He didn't explain why he had mentioned the glass.
Lysa absorbed it without asking.
"Third ring," she said.
"Primary labs," Aiden said. "This is where I lose certainty. I worked off remote feeds for that level. I've never been past the second ring checkpoint in person."
"But you know the documentation," Lysa said.
"I processed transfer forms," Aiden said. "Intake logs. Collar requisition orders." He kept his voice level. "I know what went in. I don't know the exact layout of where it went."
"And the fourth ring," Lysa said.
"Core containment," Aiden said. "High-risk Deviants. Prototype equipment. Board-clearance-only access." He looked at the map. "That's the room they don't put on diagrams. I've seen references to it in authorization chains, never the floor plan."
"Kael has," Lysa said.
Kael, who had been drinking water and listening, lowered the container.
"Not the fourth ring," he said. "I was never that far in."

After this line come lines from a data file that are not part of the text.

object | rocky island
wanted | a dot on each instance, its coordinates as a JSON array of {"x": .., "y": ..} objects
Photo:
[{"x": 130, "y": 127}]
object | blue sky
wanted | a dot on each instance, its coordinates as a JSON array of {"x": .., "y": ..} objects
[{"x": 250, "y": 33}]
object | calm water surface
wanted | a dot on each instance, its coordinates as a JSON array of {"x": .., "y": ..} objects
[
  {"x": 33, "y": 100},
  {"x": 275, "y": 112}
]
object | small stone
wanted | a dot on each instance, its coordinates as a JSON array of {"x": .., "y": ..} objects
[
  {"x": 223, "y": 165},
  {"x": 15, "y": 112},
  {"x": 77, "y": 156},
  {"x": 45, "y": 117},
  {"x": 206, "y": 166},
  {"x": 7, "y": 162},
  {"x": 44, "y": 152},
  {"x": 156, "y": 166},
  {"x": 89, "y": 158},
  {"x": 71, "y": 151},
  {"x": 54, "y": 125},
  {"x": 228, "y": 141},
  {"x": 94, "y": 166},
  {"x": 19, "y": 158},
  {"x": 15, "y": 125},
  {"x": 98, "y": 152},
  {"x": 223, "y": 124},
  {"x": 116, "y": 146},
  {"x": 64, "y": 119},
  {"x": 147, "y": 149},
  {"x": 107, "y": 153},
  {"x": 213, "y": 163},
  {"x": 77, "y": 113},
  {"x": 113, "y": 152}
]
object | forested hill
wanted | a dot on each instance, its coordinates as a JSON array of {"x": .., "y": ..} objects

He looked at the map for a moment.
"Intake corridors are wide," he said. "Too wide, in a way that doesn't make sense until you've been walked down one. They build them wide so you can't touch both walls. So you can't make yourself small against one side." A pause. "The lights in the second ring are set above your natural sightline. You can't look directly at anything without tilting your head up. I think it's deliberate."
Aiden was quiet.
He had read environmental specifications for Department facilities as part of his clearance work. He had read the sentence *"lighting calibrated for optimal subject compliance"* in at least three documents and had processed it the way he processed most bureaucratic language — accurately but without stopping.
He was stopping now.
"How much do you remember?" Lysa asked Kael.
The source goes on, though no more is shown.